As the 100th Congress begins a new year of work, it immediately faces an economic dilemma that is agonizingly old: what to do about the monstrous and dangerous U.S. deficit. Despite all efforts in years past to control it, the gap between federal spending and revenues grew to a record $221 billion in fiscal 1986. This week, as President Reagan sends Congress his 1988 budget, the annual battle over the deficit gets under way. Behind the barrage of statistics and beyond the parade of partisan interest groups fighting for bigger shares of the federal pie, the issue at stake is, quite simply, the well-being of the U.S. economy. The outcome of the budgetary wrangles could have a profound effect on taxes and take-home pay, interest rates and the cost of a house, the health of the stock market and the value of the dollar.

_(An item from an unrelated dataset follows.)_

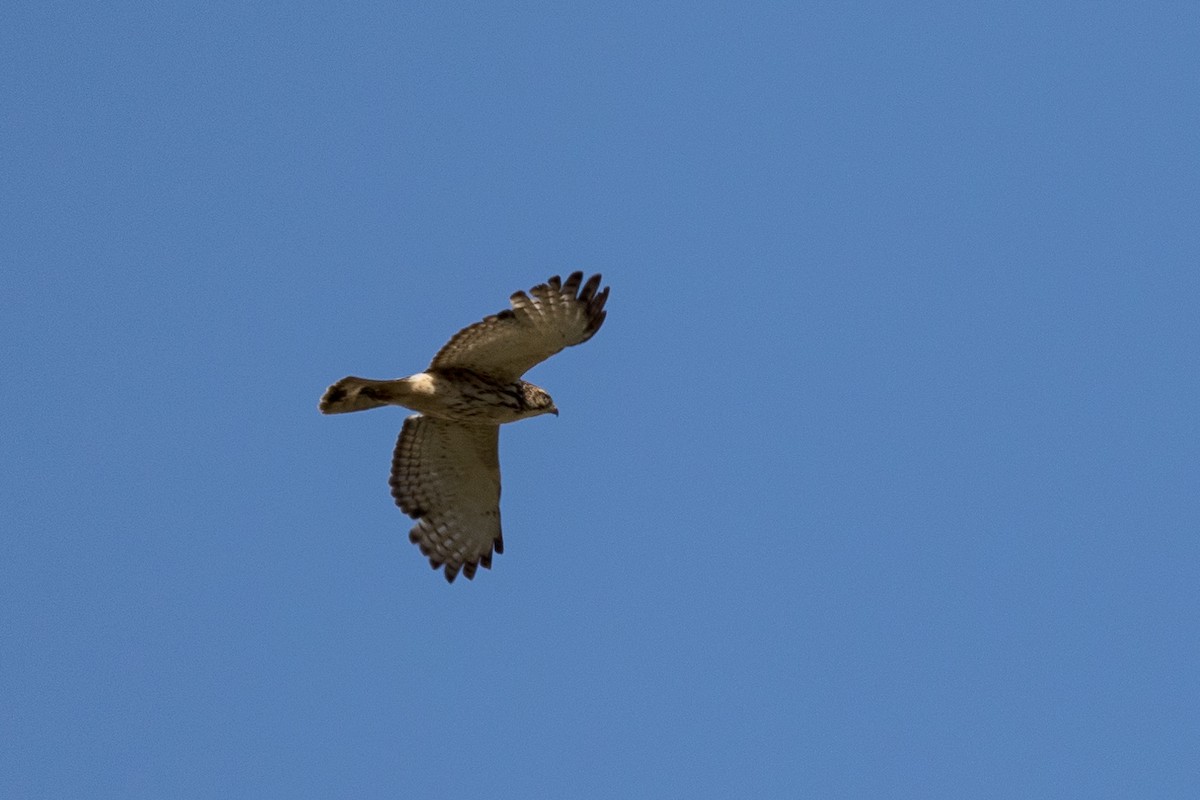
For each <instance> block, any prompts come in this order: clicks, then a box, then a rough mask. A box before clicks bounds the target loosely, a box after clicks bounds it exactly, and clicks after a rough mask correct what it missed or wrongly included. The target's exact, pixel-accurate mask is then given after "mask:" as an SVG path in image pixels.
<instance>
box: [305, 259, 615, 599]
mask: <svg viewBox="0 0 1200 800" xmlns="http://www.w3.org/2000/svg"><path fill="white" fill-rule="evenodd" d="M607 299H608V287H605V288H604V289H602V290H601V289H600V276H599V275H593V276H592V277H590V278H588V281H587V283H584V282H583V273H582V272H574V273H571V275H570V276H568V278H566V279H565V281H562V279H560V278H559V277H558V276H557V275H556V276H554V277H552V278H550V279H548V281H546V283H541V284H538V285H535V287H534V288H533V289H530V290H529V293H528V294H526V293H524V291H517V293H516V294H514V295H512V296H511V297H510V299H509V303H510V305H511V306H512V307H511V308H506V309H504V311H502V312H499V313H497V314H492V315H491V317H486V318H485V319H482V320H481V321H478V323H475V324H474V325H469V326H467V327H464V329H462V330H461V331H458V332H457V333H455V335H454V336H452V337H451V338H450V341H449V342H446V343H445V345H444V347H443V348H442V349H440V350H438V354H437V355H436V356H433V361H432V363H430V366H428V367H427V368H426V369H425V372H419V373H416V374H415V375H409V377H408V378H397V379H396V380H370V379H367V378H354V377H349V378H342V379H341V380H338V381H337V383H336V384H334V385H332V386H330V387H329V389H328V390H325V395H324V396H323V397H322V398H320V410H322V413H323V414H346V413H348V411H365V410H367V409H372V408H380V407H383V405H402V407H404V408H408V409H412V410H414V411H416V414H414V415H412V416H409V417H408V419H406V420H404V426H403V427H402V428H401V431H400V438H398V439H397V440H396V450H395V452H394V453H392V459H391V479H390V480H389V485H390V486H391V497H392V498H395V500H396V505H398V506H400V510H401V511H403V512H404V513H407V515H408V516H409V517H412V518H413V519H415V521H416V524H415V525H414V527H413V529H412V530H410V531H409V534H408V539H409V540H410V541H412V542H413V543H414V545H416V546H418V547H420V548H421V553H424V554H425V555H427V557H428V559H430V564H431V565H432V566H433V569H434V570H437V569H438V567H444V571H445V577H446V581H449V582H451V583H452V582H454V579H455V578H456V577H458V572H460V570H461V571H462V573H463V575H464V576H467V578H474V577H475V570H476V569H479V566H484V567H486V569H491V567H492V553H493V552H496V553H503V552H504V539H503V536H502V535H500V462H499V434H500V426H502V425H504V423H505V422H516V421H517V420H524V419H527V417H530V416H538V415H539V414H553V415H556V416H557V415H558V409H557V408H554V401H552V399H551V398H550V395H547V393H546V391H545V390H544V389H541V387H539V386H534V385H533V384H530V383H528V381H524V380H521V375H523V374H524V373H526V372H527V371H528V369H529V368H530V367H533V366H534V365H536V363H540V362H542V361H545V360H546V359H548V357H550V356H552V355H554V354H556V353H558V351H559V350H562V349H563V348H566V347H571V345H572V344H582V343H583V342H587V341H588V339H589V338H592V337H593V336H594V335H595V332H596V331H598V330H600V325H602V324H604V319H605V315H606V313H607V312H605V309H604V305H605V301H606V300H607Z"/></svg>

In many ways Reagan's 1988 budget seems like a wishful blueprint for a miracle. The President proposes to slash the deficit to $108 billion, the 1988 target prescribed by the Gramm-Rudman law, without a tax increase and while still boosting defense spending by 3%, after adjustment for inflation. The deficit reduction would come entirely through further cuts in social and other nondefense spending, along with short-term expedients like sales of Government assets. But private economists are almost universally doubtful that the formula can work. Charles Schultze, a Brookings Institution scholar who was President Carter's chief economic adviser, sees "no way" that the 1988 Gramm-Rudman goal can be met without a tax increase.

As in the past few years, Congress is likely to reduce the President's defense request and insist on fewer cuts in social programs. Since the Democrats have taken control of the Senate and already command the House, Reagan will find it more difficult than ever to get a budget that even remotely resembles his original plan. Though James Miller, Director of the Office of Management and Budget, maintains that the President's budget is "eminently doable," critics are labeling it "dead on departure."

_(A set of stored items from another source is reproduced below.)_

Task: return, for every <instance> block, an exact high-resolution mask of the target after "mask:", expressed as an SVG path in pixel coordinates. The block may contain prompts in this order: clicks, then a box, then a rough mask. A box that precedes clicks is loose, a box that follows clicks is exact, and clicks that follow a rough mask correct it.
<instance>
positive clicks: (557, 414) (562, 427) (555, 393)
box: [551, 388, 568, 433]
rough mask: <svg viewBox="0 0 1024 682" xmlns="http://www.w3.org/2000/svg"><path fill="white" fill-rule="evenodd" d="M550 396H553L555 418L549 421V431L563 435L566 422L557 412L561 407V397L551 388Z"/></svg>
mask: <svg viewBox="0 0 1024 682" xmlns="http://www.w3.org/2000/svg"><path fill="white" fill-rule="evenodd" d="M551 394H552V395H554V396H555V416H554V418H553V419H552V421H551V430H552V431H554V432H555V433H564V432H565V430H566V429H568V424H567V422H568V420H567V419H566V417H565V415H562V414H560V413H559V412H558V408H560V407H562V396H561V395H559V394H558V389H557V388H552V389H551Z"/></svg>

Congress is still weary from its struggle with the 1987 budget. In the end the lawmakers decided to let federal spending pass the once inconceivable $1 trillion mark this year. Their final spending bill anticipated a deficit of $154 billion, as permitted by Gramm-Rudman. But the Congressional Budget Office now projects a 1987 deficit of $174.5 billion, and some private economists say it may go as high as $190 billion.

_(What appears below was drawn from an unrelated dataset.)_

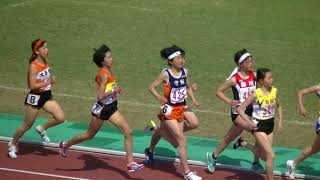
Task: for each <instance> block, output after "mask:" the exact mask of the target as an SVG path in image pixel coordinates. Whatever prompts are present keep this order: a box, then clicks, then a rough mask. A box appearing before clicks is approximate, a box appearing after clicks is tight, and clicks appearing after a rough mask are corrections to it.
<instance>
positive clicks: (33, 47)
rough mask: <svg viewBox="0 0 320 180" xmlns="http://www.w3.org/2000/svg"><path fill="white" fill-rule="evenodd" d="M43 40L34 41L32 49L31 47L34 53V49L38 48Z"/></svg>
mask: <svg viewBox="0 0 320 180" xmlns="http://www.w3.org/2000/svg"><path fill="white" fill-rule="evenodd" d="M43 42H44V40H42V39H39V40H38V41H37V42H36V44H35V45H34V47H33V49H32V52H33V53H35V52H36V50H38V49H39V48H40V46H41V44H42V43H43Z"/></svg>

For 1988 Reagan has proposed spending $1.02 trillion against expected revenues of only $916 billion. He thus becomes the first President to send a trillion dollar budget to Capitol Hill. His proposals call for the deficit to be cut to the $108 billion Gramm-Rudman target through a combination of $42 billion in spending reductions and revenue increases. Some $20 billion of that would be trimmed from domestic programs, including mass-transit aid, housing assistance and farm subsidies. Social Security, as usual, remains untouchable.